In a 2003 interview, Fields Medalist Terence Tao answered the question

What advice would you give to young people starting out in math (i.e. high school students and young researchers)?

by saying

Well, I guess they should be warned that their impressions of what professional mathematics is may be quite different from the reality. In elementary school I had the vague idea that professional mathematicians spent their time computing digits of pi, for instance, or perhaps devising and then solving Math Olympiad style problems.

In The Case against the Mathematical Tripos mathematician GH Hardy wrote

It has often been said that Tripos mathematics was a collection of elaborate futilities, and the accusation is broadly true.

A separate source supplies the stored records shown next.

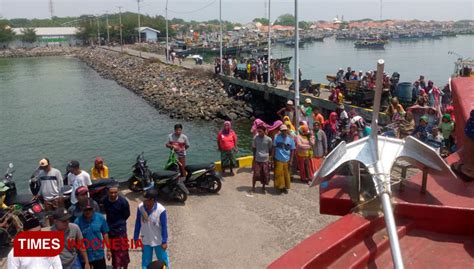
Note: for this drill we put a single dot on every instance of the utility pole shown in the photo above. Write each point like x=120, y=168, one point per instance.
x=220, y=35
x=98, y=29
x=297, y=64
x=139, y=35
x=167, y=44
x=269, y=45
x=107, y=24
x=381, y=9
x=120, y=22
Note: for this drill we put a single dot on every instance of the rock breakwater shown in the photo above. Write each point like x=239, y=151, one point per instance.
x=38, y=52
x=180, y=93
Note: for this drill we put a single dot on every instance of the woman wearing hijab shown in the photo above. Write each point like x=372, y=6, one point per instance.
x=227, y=144
x=319, y=144
x=330, y=128
x=100, y=170
x=446, y=126
x=304, y=153
x=406, y=125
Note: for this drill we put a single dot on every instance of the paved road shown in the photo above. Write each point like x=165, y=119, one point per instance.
x=236, y=229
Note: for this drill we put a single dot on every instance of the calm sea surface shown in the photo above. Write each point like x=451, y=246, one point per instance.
x=60, y=108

My own opinion is that this is the inevitable result, in a mathematical examination, of high standards and traditions. The examiner is not allowed to content himself with testing the competence and the knowledge of the candidates; his instructions are to provide a test of more than that, of initiative, imagination, and even of some sort of originality. And as there is only one test of originality in mathematics, namely the accomplishment of original work, and as it is useless to ask a youth of twenty-two to perform original research under examination conditions, the examination necessarily degenerates into a kind of game, and instruction for it into initiation into a series of stunts and tricks.

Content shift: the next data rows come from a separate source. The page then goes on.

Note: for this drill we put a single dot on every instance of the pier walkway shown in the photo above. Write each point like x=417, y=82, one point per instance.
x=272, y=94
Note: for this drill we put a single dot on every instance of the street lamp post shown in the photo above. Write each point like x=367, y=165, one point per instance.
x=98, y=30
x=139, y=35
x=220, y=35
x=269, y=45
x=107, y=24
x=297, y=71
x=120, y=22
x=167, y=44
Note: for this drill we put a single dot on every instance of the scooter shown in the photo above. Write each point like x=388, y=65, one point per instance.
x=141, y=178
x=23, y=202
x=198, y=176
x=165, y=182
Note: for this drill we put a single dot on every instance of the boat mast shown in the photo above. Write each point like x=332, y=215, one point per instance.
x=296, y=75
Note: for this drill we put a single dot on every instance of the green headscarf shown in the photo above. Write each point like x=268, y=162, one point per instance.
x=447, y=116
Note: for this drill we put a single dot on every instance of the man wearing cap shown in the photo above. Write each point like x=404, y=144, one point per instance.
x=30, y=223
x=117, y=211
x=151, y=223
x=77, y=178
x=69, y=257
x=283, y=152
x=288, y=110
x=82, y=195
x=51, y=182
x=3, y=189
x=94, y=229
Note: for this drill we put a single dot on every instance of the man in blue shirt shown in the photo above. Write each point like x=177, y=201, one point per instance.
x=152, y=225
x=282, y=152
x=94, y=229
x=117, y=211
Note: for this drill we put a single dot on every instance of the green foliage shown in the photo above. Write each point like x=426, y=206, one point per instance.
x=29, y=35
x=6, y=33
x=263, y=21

In The Map of My Life mathematician Goro Shimura wrote of his experience teaching at a cram school

I discovered that many of the exam problems were artificial and required some clever tricks. I avoided such types, and chose more straightforward problems, which one could solve with standard techniques and basic knowledge. There is a competition called the Mathematical Olympic, in which a competitor is asked to solve some problems, which are difficult and of the type I avoided. Though such a competition may have its raison d'être, I think those younger people who are seriously interested in mathematics will lose nothing by ignoring it.

In his lecture at the 2001 International Mathematics Olympiad, Andrew Wiles gave further description of how math competitions are unrepresentative of mathematical practice

Let me then welcome you not only to this event but also to the greater world of mathematics in what many of us believe is now a golden age. However let me also warn you — whatever the route you have taken so far, the real challenges of mathematics are still before you. I hope to give you a glimpse of this. What then distinguishes the mathematics we professional mathematicians do from the mathematical problems you have faced in the last week? The two principal differences I believe are of scale and novelty. First of scale: in a mathematics contest such as the one you have just entered, you are competing against time and against each other. While there have been periods, notably in the thirteenth, fourteenth and fifteenth centuries when mathematicians would engage in timed duels with each other, nowadays this is not the custom. In fact time is very much on your side. However the transition from a sprint to a marathon requires a new kind of stamina and a profoundly different test of character. We admire someone who can win a gold medal in five successive Olympics games not so much for the raw talent as for the strength of will and determination to pursue a goal over such a sustained period of time. Real mathematical theorems will require the same stamina whether you measure the effort in months or in years [...]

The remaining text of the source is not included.